Santé

Blocage des tarifs : La Mutualité française constate une « mesure inopérante »

Publié le 14 janvier 2026 à 13h29

Louis-Christian de Baudus    Temps de lecture 3 minutes

Lors de la présentation des vœux de La Mutualité française à la presse, le président Éric Chenut a décrit la mesure de blocage des tarifs votée dans le PLFSS 2026 comme inopérante. En attendant le lancement d’éventuels recours devant le Conseil constitutionnel, la fédération mutualiste va écrire au Premier ministre pour lui partager ses analyses.

« Quand les pouvoirs publics augmentent la TIPP, on ne demande pas à Total de geler les tarifs des carburants », ne décolère pas Éric Chenut. À l’occasion de la présentation des vœux de La Mutualité française à la presse, le président du mouvement mutualiste n’a pas mâché ses mots à l’évocation du PLFSS 2026 et du fameux article 13 qui consacre l’alourdissement de la taxe sur les complémentaires santé et installe le blocage des cotisations pour éviter que la mesure ne se répercute sur le pouvoir d’achat des assurés.
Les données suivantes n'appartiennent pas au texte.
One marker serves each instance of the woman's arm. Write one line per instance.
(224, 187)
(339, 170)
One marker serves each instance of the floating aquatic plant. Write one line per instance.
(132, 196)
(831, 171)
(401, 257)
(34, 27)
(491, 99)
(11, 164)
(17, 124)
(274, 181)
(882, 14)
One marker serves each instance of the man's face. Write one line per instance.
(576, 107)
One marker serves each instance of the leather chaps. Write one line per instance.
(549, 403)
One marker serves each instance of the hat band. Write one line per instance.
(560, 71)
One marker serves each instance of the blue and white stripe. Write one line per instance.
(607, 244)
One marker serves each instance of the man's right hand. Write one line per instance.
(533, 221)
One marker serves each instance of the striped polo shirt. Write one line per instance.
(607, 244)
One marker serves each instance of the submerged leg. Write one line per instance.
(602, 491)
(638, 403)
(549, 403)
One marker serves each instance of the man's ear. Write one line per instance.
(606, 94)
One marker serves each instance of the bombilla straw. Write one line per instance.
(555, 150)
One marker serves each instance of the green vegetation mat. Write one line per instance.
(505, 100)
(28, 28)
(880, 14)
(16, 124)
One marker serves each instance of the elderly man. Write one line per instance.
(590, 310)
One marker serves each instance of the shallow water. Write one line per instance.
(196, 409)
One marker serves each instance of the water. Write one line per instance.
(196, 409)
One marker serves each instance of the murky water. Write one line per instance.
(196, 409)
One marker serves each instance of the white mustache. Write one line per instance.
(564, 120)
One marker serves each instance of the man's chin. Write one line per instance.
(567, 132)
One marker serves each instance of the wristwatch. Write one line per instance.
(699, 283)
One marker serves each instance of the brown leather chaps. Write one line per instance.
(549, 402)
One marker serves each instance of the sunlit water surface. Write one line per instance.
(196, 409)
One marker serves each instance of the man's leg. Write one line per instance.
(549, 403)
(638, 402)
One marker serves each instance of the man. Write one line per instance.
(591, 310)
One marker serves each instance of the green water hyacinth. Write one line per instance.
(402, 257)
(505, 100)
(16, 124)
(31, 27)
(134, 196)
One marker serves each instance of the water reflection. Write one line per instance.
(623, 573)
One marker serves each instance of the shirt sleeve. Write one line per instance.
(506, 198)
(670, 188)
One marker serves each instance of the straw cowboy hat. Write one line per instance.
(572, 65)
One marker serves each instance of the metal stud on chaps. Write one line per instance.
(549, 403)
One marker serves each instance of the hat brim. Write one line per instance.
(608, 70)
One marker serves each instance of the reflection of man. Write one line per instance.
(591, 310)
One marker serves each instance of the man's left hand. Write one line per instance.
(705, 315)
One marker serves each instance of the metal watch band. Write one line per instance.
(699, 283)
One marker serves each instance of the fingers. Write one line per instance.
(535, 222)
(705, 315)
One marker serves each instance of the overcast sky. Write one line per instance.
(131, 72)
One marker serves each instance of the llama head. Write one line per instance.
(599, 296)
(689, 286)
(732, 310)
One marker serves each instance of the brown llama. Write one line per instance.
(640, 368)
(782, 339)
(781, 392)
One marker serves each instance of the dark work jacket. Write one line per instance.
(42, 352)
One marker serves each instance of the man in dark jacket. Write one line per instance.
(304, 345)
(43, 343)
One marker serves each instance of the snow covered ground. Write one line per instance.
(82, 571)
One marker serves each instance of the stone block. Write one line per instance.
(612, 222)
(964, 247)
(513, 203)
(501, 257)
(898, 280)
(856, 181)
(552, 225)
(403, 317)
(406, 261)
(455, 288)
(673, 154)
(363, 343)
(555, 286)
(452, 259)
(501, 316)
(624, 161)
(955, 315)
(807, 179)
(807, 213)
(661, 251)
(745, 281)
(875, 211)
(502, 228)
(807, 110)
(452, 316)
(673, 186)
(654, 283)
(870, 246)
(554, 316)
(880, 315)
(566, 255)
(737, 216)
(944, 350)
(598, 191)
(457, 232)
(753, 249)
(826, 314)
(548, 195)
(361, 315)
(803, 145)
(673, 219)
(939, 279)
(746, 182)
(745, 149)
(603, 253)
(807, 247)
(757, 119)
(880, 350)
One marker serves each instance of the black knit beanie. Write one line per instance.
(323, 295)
« Les hausses de cotisations sont illégales », rappelait d’ailleurs le député PS Jérôme Guedj, à l’origine de l’inscription du gel des tarifs dans la loi. « Cette mesure est inopérante », lui répond Éric Chenut. « Le PLFSS 2026 ajoute 1 Md€ de charges nouvelles et 1 Md€ de taxes. Cela fait 2 Md€ à absorber sans impact sur les cotisations. C’est un déni de réalité et je ne vois pas comment cette mesure pourrait trouver un caractère opérant sans mettre en difficulté, voire en péril, un certain nombre d’entreprises mutualistes », déplore le président de la Fédération nationale de La Mutualité française (FNMF).

Contradiction

À l’instar de nombreux acteurs du marché de la santé complémentaire, La Mutualité française pointe un blocage en contradiction avec un certain nombre de principes comme la démocratie mutualiste prévue par le Code de la mutualité, la liberté contractuelle, la libre concurrence et avec les obligations réglementaires formalisées par Solvabilité II. « Il y a des conflits de normes à tous les niveaux. Et même à l’intérieur même de l’article treize qui nous demande d’un côté de geler les tarifs et de l’autre de négocier avec l’État et la Cnam pour que la taxe ne soit pas répercutée. Il y a un travail de décryptage de l’intention du législateur qui n’est complètement évident », fait remarquer Séverine Salgado, directrice générale de la FNMF.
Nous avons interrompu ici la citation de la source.